Para entender por qué, hay que retroceder. Mirco Berti con Disco Light unos minutos antes, nu disco puro desde Desenzano del Garda que abrió el espacio justo. Antes, Pryda con Shadows sosteniendo la tensión sin resolverla — ese tipo de progresión que exige algo después. Y el bloque Dance Floor que arrancó con 80's Child y pasó por Sono, Starsailor en el Thin White Duke Mix, Two Door Cinema Club remezclado por The Twelve's — cada track cediendo momentum al siguiente como fichas de dominó sobre Calle Ocho.
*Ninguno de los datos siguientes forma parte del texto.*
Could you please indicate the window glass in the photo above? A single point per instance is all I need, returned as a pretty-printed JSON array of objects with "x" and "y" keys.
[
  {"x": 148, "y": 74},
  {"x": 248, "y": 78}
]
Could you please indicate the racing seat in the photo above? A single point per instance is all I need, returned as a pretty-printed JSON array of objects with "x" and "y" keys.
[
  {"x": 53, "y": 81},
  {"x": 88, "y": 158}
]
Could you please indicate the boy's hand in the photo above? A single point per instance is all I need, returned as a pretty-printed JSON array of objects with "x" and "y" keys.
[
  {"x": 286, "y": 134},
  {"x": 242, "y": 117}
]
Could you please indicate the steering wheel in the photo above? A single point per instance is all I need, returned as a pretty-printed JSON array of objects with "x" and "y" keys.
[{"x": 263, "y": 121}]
Más atrás aún, el Data Drop de las tres de la tarde cargó el peso real. David Morales con Needin' U a 126 BPM en A menor, Brooklyn puro entrando por los parlantes de Ocean Drive. Hatiras demostrando que jackin house puede cargar melodía en Eb Mayor. Tapesh y Dayne S con Got To Live — deep house de raíz ácida, 120 BPM, la frecuencia exacta que cambia una habitación.
Y todo eso solo fue posible porque a la una y nueve del mediodía, Pet Shop Boys con Rent puso la primera piedra. Ese synth line que DJ Mike describió como lo único que necesitás para enfocar un lunes desde Brickell. Steve Silk Hurley después, pura fundación house sin relleno. LCD Soundsystem con All My Friends estirando el tiempo a las dos veintitrés. Cada bloque construyó sobre el anterior — Essentials cediendo al Data Drop, el Data Drop cediendo al Dance Floor — hasta que a las cinco de la tarde, la única opción era entregar la señal. La 305 no cierra: transfiere energía.